There is a simple chain of events that links all our current economic problems. Here are the seven steps to a crisis:
Step 1: Banks relax lending standards and lend too much money.
Step 2: People use those loans to buy overpriced houses.
Step 3: Incomes do not keep pace with the growth of debt.
Step 4: People stop paying back loans
Step 5: Banks run into trouble and stop lending to each other.
Step 6: Central banks pump in cash to save the banks.
Step 7: Inflation rises, interest rates go up, and the economy stops.
At the moment, we are somewhere between step 4 and step 6. Today's stories reflect that gradual progression towards economic disaster.
It is a busy time at the Consumer Credit Counselling Service (CCCS) - a charity that helps people suffering for debt problems. During the first six months of this year, 161,558 individuals called its freephone helpline - an increase of 18.5 percent on the same period last year. Moreover, this is the highest level the charity has ever seen.
Even pensioners are not immune from the unfolding debt crisis. A recent survey showed that that 7 percent of all bankruptcies so far this year were among retired people. A recent report estimated that pensioners in Britain owed a total of £57bn, with the average pensioner racking up a debt of £5,900 in credit cards and loans. Another report estimates that a fifth of pensioners - more than a million people - are still saddled with a mortgage when they retire, with one in eight owing more than £50,000.
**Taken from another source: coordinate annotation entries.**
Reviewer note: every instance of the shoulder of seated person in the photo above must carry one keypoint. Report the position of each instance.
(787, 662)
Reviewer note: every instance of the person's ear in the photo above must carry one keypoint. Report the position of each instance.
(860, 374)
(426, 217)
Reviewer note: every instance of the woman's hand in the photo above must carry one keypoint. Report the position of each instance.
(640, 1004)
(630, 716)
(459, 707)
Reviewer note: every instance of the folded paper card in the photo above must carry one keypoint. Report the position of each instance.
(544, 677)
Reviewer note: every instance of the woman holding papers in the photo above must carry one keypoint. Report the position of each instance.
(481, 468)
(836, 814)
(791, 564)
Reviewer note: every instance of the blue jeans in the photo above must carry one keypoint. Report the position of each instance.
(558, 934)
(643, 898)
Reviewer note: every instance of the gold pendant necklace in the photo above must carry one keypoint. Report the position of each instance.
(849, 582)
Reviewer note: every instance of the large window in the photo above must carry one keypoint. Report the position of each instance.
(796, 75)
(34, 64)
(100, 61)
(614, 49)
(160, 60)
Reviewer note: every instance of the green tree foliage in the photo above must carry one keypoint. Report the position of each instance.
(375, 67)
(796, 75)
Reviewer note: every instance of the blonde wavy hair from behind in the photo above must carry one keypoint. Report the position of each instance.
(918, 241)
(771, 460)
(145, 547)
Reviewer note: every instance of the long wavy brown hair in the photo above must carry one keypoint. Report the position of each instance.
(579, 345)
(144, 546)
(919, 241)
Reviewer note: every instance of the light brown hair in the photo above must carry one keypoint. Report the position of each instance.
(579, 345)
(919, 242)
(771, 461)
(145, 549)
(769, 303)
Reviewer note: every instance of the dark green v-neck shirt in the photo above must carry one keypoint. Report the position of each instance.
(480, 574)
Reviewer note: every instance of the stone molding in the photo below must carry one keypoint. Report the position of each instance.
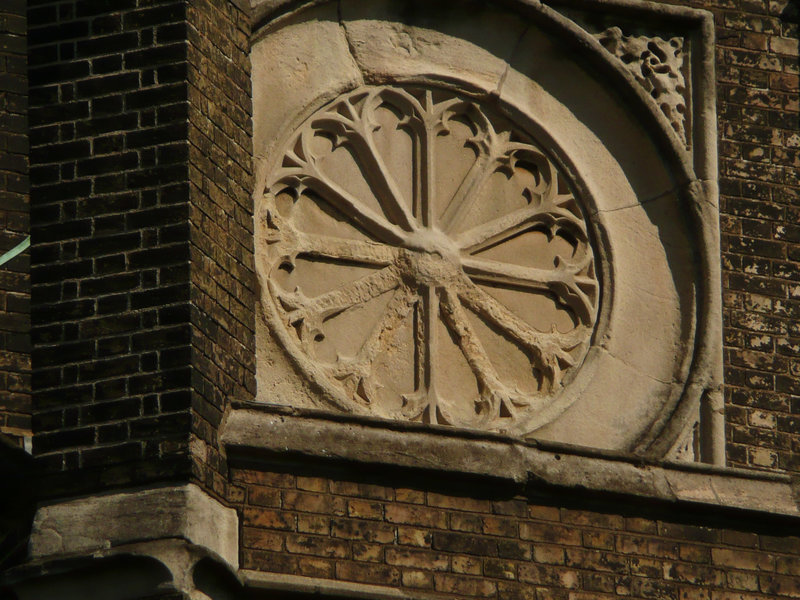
(651, 381)
(252, 430)
(97, 523)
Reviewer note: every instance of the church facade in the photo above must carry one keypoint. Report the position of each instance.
(399, 299)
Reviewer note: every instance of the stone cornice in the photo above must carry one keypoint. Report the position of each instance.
(256, 430)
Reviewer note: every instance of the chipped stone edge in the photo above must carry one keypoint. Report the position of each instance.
(97, 523)
(252, 431)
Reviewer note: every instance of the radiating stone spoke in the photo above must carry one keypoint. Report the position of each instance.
(290, 243)
(308, 314)
(548, 352)
(501, 229)
(424, 402)
(357, 133)
(488, 146)
(563, 281)
(426, 256)
(357, 371)
(348, 205)
(495, 397)
(350, 251)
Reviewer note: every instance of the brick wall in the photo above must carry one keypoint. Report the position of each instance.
(128, 349)
(490, 543)
(221, 222)
(14, 224)
(757, 72)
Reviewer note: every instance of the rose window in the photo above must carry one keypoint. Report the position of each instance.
(422, 258)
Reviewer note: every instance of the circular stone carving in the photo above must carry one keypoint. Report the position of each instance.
(422, 258)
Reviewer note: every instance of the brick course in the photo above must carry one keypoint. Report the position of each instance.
(14, 224)
(513, 547)
(757, 73)
(141, 267)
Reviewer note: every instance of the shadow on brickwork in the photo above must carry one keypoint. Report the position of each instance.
(17, 502)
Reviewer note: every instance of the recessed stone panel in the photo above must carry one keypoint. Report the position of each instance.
(493, 232)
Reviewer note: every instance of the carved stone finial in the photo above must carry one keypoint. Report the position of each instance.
(657, 64)
(425, 260)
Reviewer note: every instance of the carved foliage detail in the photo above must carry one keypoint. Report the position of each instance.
(657, 64)
(447, 237)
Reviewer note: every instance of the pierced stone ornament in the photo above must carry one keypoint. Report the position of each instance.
(657, 65)
(422, 258)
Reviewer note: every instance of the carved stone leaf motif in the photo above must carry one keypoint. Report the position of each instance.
(422, 260)
(657, 64)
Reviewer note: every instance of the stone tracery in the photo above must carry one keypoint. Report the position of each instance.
(446, 261)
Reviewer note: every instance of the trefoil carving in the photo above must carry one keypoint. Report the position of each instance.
(413, 247)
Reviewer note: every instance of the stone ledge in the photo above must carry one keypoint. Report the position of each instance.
(96, 523)
(279, 582)
(270, 430)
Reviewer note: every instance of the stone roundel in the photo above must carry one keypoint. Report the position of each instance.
(424, 259)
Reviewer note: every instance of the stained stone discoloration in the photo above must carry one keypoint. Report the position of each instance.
(416, 268)
(448, 278)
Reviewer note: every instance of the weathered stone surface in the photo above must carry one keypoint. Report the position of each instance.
(253, 429)
(100, 522)
(576, 318)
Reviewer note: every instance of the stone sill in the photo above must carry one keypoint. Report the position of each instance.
(260, 430)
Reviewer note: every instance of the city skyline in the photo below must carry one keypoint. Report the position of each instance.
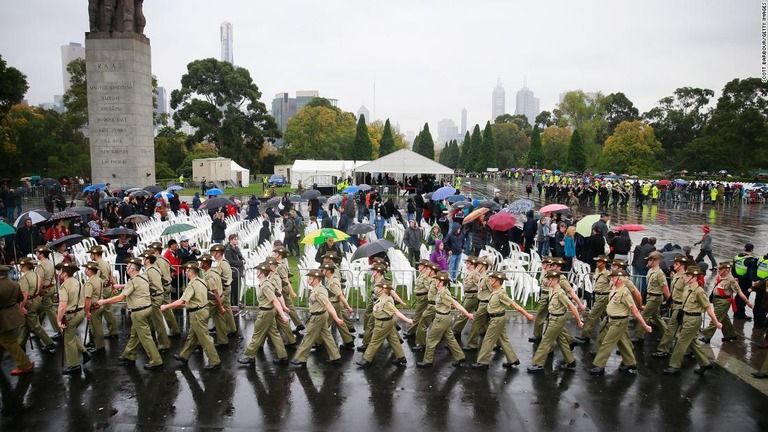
(704, 46)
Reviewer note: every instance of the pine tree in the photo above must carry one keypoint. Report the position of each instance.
(387, 142)
(577, 159)
(362, 149)
(535, 155)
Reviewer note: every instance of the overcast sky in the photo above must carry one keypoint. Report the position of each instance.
(428, 59)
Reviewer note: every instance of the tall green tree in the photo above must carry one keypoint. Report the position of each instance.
(222, 102)
(362, 148)
(426, 143)
(535, 153)
(387, 143)
(577, 160)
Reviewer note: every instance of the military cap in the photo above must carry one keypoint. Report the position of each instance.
(498, 275)
(90, 265)
(693, 271)
(315, 273)
(655, 255)
(134, 260)
(443, 277)
(206, 258)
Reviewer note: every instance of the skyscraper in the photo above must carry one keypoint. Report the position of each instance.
(226, 42)
(498, 103)
(69, 53)
(527, 104)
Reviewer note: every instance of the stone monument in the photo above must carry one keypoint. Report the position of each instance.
(120, 112)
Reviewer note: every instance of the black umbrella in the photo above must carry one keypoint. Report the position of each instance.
(117, 232)
(372, 248)
(358, 229)
(69, 240)
(312, 193)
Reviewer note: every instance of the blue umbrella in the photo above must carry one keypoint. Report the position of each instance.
(443, 193)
These numbers are a dire warning for the banks, if only they were smart enough to realise it. The vast majority of those pensioners that currently have mortgages, took out those loans when house prices were considerably lower in terms of income than they are now. If a fifth of all pensioners could not clear these mortgages while they were working, what hope is there for the current generation of home-debtors? The banks have gone too far; their lending standards have been too lax and now the banks face a growing long term default problem.
Given such stupid lending practices, is it any wonder there is a credit crunch?
The credit crunch nightmare
Central bankers are having nightmares at the moment, and the monster that visits them in their sleep is a banking crisis. When they walk up, central bankers rush down to the office and turn on the printing presses. The ECB are a particular case in point; it has promised to supply money markets with euro30 billion in one week funds.
Euro -interest rates are doing weird things. Yesterday, three-month euro rates rose to 4.72 per cent. Normally, three month rates should be closely tied to the ECB's policy rate, which currently stands at 4.0 per cent policy rate.
It is just one more sign that credit markets are seizing up. It is amazing just how much of this problem traces back to bloated and overvalued housing markets.
Money causes inflation
This credit crisis is a tad inconvenient for central banks. Inflation is already as elevated levels, and all that money rushing into "liquidity constrained" banks will end up pushing prices up. It is that old line from A Level economics rearing its ugly head again - "too much money, chasing too few goods equals inflation".
Economists at the ECB are being reminded of that old rule right now. Energy and food prices pushed inflation in Germany this month to the highest level since at least 1995. Economists are now forecasting that annual eurozone inflation would reach 3 per cent or above for the first time in more than six years. The US Federal Reserve faces an even more serious inflation problem. It is already at 3.5 per cent last month, and could approach 4 per cent in the coming months.
Do you earn £100,000+ a year?
Well, if you don't then forget about buying a house in London. The average price of a house in the capital is now a bone-crunching £318,000.
But help is at hand....
It seems that houses in London won't staying that £318,000 for very long. Prices are now falling rapidly. In October, prices in the capital fell by 0.6 percent. Well, if salaries can not rise to afford house prices, then house prices must fall to meet salaries. Of course, 0.6 percent only shaves off the ludicrous top of a lunatic market, but at least it is a start on the long road back to sanity.